OpenTelemetry and the opportunity for intelligent observability


Download the eBook

 

Introduction

OpenTelemetry is emerging as the de facto instrumentation standard for cloud-native applications

As companies digitally transform and modernize applications, teams are increasingly adopting open source technologies to leverage new container- and microservice-centric architectures. This modular software approach improves agility, performance, and reliability. But it also creates new observability challenges, as companies often use different monitoring tools across clouds and applications.

OpenTelemetry is emerging as the de facto standard for adding observable instrumentation to cloud-native applications.

The open source framework provides a common mechanism for collecting critical application and infrastructure telemetry data, such as metrics, traces, and logs. Enterprises implementing OpenTelemetry can use that data to gain complete, AI-driven observability at scale through integration with Dynatrace.

An overview of OpenTelemetry

What it is

OpenTelemetry is an open source observability framework for cloud-native software that was created from the merger of the OpenTracing and OpenCensus projects. A Cloud Native Computing Foundation incubating project, OpenTelemetry is the second most popular project behind Kubernetes.

What it does

OpenTelemetry provides a standard way to instrument, generate, collect, and export telemetry data, including metrics, logs, and traces. While it is a tool for capturing, transmitting, and parsing telemetry data, it does not provide back-end storageor analytics.

A typical use case involves instrumenting applications with OpenTelemetry and then sending the resulting telemetry to a third-party observability solution for further analysis and visualization.

Where it’s headed

With an initial 1.0 release of tracing application programming interfaces (APIs) and software development kits (SDKs) in February 2021, OpenTelemetry is under active development with rolling release cycles. Of the three telemetry capabilities, traces arethe most production-ready, with metrics GA expected in mid-2022. As a result, most OpenTelemetry implementations today focus on application tracing.

While nascent, industry adoption of OpenTelemetry is expanding.

Amazon Web Services

  • Announced support
  • Launched a distribution for OpenTelemetry

Microsoft Azure

  • Announced support
  • Released an OpenTelemetry exporter for Azure Monitor

Google Cloud

  • Announced support
  • Released an OpenTelemetry exporter for Google Cloud Trace

Software-as-a-service (SaaS) vendors are also starting to explore adding OpenTelemetry to their platforms to allow customers to access SaaS telemetry data.

 

Chapter 1

OpenTelemetry architecture

OpenTelemetry architecture

  1. APIs are a core component of OpenTelemetry. These are language-specific — Java, Python and .NET, for example — and provide the basic “plumbing” for instrumenting the code to generate telemetry data, such as metrics, logs, and traces.
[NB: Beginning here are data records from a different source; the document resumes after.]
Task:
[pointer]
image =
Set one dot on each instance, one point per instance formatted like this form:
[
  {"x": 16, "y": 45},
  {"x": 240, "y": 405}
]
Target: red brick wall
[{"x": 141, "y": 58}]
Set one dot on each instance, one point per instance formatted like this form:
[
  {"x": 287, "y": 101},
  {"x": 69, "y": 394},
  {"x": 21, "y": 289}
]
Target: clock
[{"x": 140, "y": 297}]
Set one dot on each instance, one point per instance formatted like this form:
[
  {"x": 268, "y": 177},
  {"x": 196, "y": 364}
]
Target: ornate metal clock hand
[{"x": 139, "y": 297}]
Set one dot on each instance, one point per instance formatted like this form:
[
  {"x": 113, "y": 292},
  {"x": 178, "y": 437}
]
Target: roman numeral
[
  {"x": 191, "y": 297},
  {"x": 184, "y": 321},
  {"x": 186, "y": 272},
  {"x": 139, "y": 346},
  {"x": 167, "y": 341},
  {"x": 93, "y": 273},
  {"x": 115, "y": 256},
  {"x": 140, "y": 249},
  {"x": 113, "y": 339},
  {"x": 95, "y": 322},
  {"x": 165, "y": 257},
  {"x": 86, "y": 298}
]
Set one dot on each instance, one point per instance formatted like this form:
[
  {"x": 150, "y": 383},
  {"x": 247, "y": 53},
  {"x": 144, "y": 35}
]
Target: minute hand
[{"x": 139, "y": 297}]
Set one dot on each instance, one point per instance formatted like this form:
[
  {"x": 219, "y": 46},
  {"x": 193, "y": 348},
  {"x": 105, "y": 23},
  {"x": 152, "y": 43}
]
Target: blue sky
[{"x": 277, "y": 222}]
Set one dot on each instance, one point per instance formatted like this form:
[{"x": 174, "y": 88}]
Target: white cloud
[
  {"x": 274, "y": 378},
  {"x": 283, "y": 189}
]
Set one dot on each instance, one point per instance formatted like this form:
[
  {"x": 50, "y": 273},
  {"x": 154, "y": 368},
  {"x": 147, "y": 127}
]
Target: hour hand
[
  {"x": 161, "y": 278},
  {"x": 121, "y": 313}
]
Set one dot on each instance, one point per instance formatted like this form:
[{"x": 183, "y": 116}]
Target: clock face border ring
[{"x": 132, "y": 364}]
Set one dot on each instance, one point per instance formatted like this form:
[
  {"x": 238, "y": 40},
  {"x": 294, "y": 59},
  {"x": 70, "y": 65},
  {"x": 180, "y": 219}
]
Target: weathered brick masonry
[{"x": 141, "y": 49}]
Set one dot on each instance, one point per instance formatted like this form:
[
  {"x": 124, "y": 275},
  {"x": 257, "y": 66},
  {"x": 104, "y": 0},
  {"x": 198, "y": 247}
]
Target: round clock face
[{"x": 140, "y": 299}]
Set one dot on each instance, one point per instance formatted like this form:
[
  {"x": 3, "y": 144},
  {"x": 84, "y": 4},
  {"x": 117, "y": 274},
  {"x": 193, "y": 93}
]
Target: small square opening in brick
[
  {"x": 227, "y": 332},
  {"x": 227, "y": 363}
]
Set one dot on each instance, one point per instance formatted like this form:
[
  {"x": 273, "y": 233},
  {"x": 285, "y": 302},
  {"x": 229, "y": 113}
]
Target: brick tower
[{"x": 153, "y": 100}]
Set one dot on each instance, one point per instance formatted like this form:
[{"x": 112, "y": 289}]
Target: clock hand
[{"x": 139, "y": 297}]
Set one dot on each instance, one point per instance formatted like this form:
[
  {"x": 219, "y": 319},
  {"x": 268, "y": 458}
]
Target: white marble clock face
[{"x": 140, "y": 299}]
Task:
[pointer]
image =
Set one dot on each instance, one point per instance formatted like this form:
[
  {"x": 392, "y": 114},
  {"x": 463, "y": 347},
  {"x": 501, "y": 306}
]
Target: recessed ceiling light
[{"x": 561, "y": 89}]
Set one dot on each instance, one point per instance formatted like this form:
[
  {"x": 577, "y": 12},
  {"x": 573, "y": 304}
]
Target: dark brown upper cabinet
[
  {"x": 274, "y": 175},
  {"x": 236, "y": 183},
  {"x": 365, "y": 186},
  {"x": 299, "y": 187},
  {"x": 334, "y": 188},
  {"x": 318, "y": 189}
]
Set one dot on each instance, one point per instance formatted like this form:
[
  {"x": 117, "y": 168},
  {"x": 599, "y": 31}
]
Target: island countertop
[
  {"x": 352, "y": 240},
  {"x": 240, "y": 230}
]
  2. The SDKs are another language-specific component. The implementation of the OpenTelemetry API serves as the bridge between the APIs and the exporter. This component allows for additional configuration, such as request filtering and transaction sampling.

  3. The in-process exporter is part of the SDK.

    • Allows configuration to which back end(s) the telemetry data is sent
    • Decouples the instrumentation from the back-end configuration
    • Makes it easy to switch back ends without the pain of re-instrumenting your code
  4. The collector, while not technically required, is a useful component of the OpenTelemetry architecture.

    • Allows greater flexibility for receiving, transforming, and sending the application telemetry to the back end(s)
    • Is a standalone process that serves as a centralized location receiving, processing, and exporting telemetry data
    • Becomes especially important in enterprise environments where there can be many firewalls

The collector has two deployment models:

Agent

The first is an agent that resides on the same host as the application reporting data to it — binary, daemonset, or sidecar, for example.

This collector can then send data to a server, operating system, database, or network directly or via another collector.

Gateway

The second is a standalone process (gateway) completely separate from the application(s) reporting telemetry data to it. It’s responsible for exporting this data to a back-end observability tool.

  1. OpenTelemetry Protocol (OTLP) is the OpenTelemetry native format that supports metrics, logs, and traces in a single data stream. Exporters and collectors can be used to translate OTLP into the language of the back-end destination and then transport the data there.

  2. Because OpenTelemetry is just a specification about collecting and sending telemetry, it still requires a telemetry back end to receive and store the data. There are numerous back ends available with different capabilities depending on your specific needs.

OpenTelemetry architecture Universe

 

Chapter 2

The benefits of OpenTelemetry

Standard solution API

Before: Prior to OpenTelemetry, the process of capturing and transmitting application telemetry data was fragmented with a range of disparate open and vendor-provided solutions.

With OpenTelemetry: OpenTelemetry standardizes the telemetry API for metrics, logs, and traces. This open, standards-based approach enables broader adoption across a range of application development and operations teams. By providing a common approach to telemetry, it also enables collaboration between development and operations teams.

Vendor agnostic

Before: Traditional approaches to telemetry data collection required teams to manually instrument code, which locked users into specific tools. As a result, the cost of switching was high. So, if a customer adopted a solution that worked for monolithic apps but not cloud apps, moving to a more modern offering was challenging.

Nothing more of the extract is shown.